Distinction from agent-driven-benchmark-loop¶

Agent-driven benchmark loop (Cloudflare Agent Memory, 2026-04-17) and this pattern share the human-gate-on-proposal- selection discipline but diverge on the validation axis:

	agent-driven-benchmark-loop	plan-mode-then-implement
Domain	Retrieval / extraction / ranking-quality	Performance engineering
Validation metric	Benchmark score (LoCoMo, LongMemEval)	Wall-clock end-to-end latency (hyperfine)
Failure mode gated	Overfitting the benchmark	Microbench-vs-end-to-end gap
Agent task	Propose architectural changes	Propose + implement specific optimisations
Loop frequency	Multi-run per iteration (stochasticity)	Single-run-per-iteration (deterministic wall-clock)
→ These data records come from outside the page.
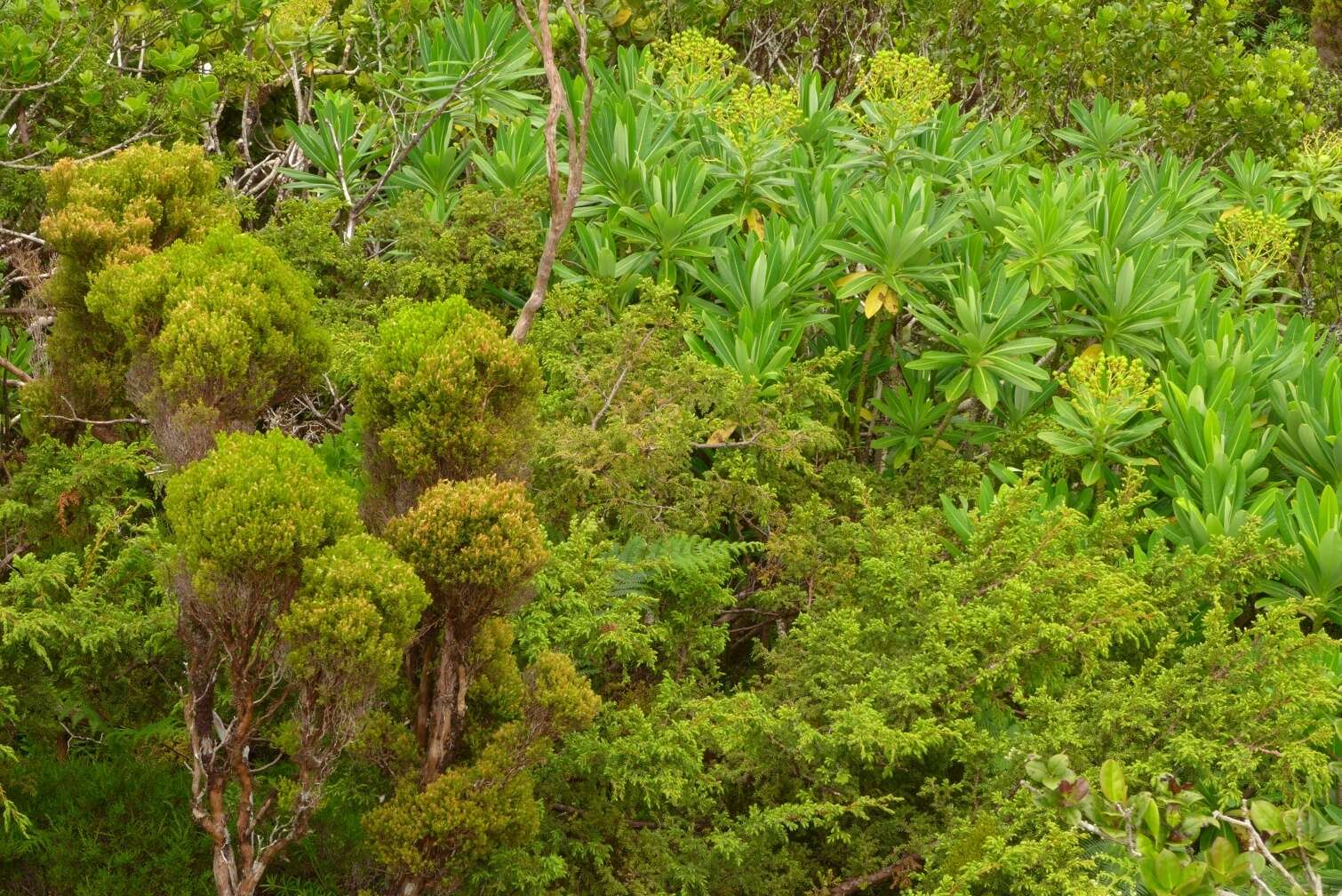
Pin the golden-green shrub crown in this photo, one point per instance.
(479, 535)
(140, 200)
(224, 321)
(258, 506)
(353, 616)
(905, 86)
(446, 392)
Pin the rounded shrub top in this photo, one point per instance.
(353, 616)
(478, 537)
(446, 395)
(254, 508)
(134, 203)
(224, 322)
The two patterns are siblings at different discipline altitudes; performance-engineering Plan-Mode is the wall-clock-validated variant of the quality- benchmark-validated loop.
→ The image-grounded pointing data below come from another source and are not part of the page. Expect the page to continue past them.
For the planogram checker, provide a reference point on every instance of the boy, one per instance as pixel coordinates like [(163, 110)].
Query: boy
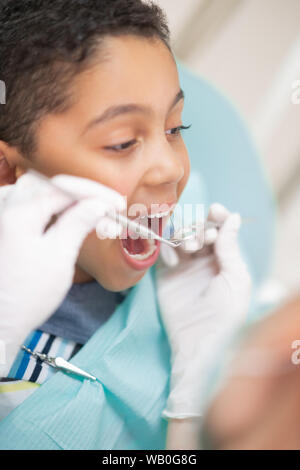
[(93, 91)]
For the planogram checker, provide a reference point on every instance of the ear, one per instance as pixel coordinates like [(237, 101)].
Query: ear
[(9, 170)]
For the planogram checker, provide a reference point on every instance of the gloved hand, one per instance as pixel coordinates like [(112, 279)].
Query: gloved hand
[(203, 298), (37, 266)]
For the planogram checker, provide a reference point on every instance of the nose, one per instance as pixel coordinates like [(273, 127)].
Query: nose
[(166, 163)]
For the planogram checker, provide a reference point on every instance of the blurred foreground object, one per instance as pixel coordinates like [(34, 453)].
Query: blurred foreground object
[(258, 405)]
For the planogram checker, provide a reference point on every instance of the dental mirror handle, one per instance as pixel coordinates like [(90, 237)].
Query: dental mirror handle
[(142, 230)]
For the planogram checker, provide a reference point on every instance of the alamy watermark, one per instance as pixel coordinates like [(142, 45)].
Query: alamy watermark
[(295, 96), (2, 92), (295, 357)]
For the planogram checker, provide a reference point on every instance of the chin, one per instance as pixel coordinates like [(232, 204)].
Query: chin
[(117, 283)]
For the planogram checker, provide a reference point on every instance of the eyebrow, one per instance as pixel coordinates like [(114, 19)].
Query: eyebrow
[(115, 111)]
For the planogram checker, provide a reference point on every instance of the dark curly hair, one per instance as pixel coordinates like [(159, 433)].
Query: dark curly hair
[(44, 44)]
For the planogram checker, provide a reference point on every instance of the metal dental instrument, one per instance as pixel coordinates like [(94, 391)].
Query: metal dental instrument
[(139, 229), (60, 363)]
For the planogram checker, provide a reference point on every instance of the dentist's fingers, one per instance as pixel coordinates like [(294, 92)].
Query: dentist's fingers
[(71, 229), (83, 188), (107, 228), (29, 205)]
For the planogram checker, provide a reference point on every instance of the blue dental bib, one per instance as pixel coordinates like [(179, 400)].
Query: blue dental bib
[(130, 356)]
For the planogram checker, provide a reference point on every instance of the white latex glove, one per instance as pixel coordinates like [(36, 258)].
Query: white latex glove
[(37, 266), (203, 299)]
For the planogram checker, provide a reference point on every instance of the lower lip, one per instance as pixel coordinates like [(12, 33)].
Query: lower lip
[(142, 265)]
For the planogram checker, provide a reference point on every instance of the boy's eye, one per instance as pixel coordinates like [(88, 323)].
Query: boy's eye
[(177, 130), (123, 146)]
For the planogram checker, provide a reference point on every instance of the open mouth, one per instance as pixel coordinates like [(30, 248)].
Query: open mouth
[(140, 252)]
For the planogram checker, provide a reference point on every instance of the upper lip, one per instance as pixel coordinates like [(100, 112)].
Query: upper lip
[(153, 209)]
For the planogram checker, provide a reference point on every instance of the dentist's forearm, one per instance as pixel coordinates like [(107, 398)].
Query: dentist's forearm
[(183, 434)]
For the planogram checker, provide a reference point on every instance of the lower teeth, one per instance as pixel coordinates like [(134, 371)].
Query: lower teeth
[(152, 248)]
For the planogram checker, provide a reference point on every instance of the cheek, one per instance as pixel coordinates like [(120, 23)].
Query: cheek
[(184, 156)]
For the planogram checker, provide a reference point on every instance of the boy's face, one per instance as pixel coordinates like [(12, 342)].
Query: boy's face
[(153, 170)]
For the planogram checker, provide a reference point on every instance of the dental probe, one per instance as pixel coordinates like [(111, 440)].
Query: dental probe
[(131, 224)]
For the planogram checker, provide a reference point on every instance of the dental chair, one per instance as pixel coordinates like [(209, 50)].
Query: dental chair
[(226, 168)]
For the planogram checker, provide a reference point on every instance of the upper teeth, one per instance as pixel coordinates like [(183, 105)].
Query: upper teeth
[(159, 215)]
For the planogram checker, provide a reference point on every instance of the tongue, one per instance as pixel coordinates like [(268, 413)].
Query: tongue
[(140, 246), (135, 247)]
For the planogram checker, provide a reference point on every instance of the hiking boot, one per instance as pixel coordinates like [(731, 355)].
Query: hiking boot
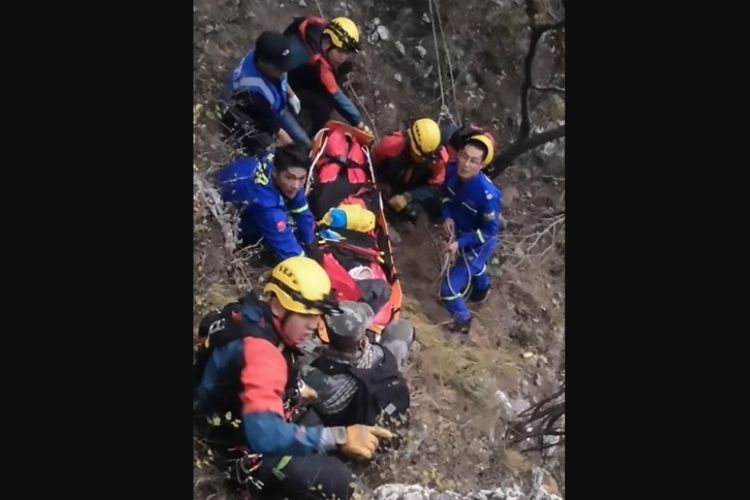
[(478, 296), (461, 326)]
Distinction from unsupervised fan-out¶

Agent-spawn parallel exploration — Shew's overnight 8-agent experiment that preceded the supervised loop — is the unsupervised counterpart:

	agent-spawn-parallel	plan-mode-then-implement
Supervision	None	Human gates each iteration
Hypothesis source	N parallel agents generate independently	One agent proposes, human selects
Yield rate	~37 % (3 of 8 became shippable)	High (humans filter before implementation)
Risk	Low (sleep through it; prune in the morning)	Moderate (human must be present)
Good for	Exploration at low prompt quality	Execution at known hot path

They compose — use spawn-parallel to explore the hypothesis space, then use Plan-Mode-then-implement to execute the chosen hypotheses.

Anti-patterns¶

Skip the Plan Mode step. Agent implements without a verbalised plan → human has to read the generated code to figure out what the agent thought it was doing → bad proposals waste more time than good plans save.
Skip the end-to-end validation gate. Agents optimise the microbenchmark, not the system; without hyperfine A/B the loop degrades to microbench optimisation.
Multi-change proposals. Agent proposes "3 changes in one PR" — review-ability drops, one bad change contaminates the good ones.
No human gate. Becomes a Ralph-Wiggum loop with all its failure modes. Works for throwaway code, not production-critical code at current model dependability.
Too-coarse validation workload. If the hyperfine 'turbo run build --dry' workload isn't representative of the target use case, end-to-end validation gives false positives — the optimisation wins on the benchmark workload but not on the production workload.

Composition¶

This pattern is the orchestration layer that composes with:

patterns/markdown-profile-output-for-agents — produces the Plan-Mode-consumable profile format.
patterns/ephemeral-sandbox-benchmark-pair — produces the end-to-end validation numbers.
concepts/source-code-as-agent-feedback-loop — carries improvements across iterations implicitly.

Seen in¶

Making Turborepo 96 % faster (Vercel, 2026-04-21) — canonical wiki instance; definitional source; 20+ PRs in 4 days; explicit five-step loop canonicalised verbatim. The Ralph-Wiggum rejection framing is here too.

patterns/agent-driven-benchmark-loop — sibling pattern at a different validation-metric altitude.
patterns/measurement-driven-micro-optimization — parent pattern class.
patterns/ephemeral-sandbox-benchmark-pair — the validation-gate substrate.
patterns/markdown-profile-output-for-agents — the Plan-Mode input format.
concepts/agent-hyperfixation-failure-mode / concepts/microbenchmark-vs-end-to-end-gap — failure modes the human-gate filters.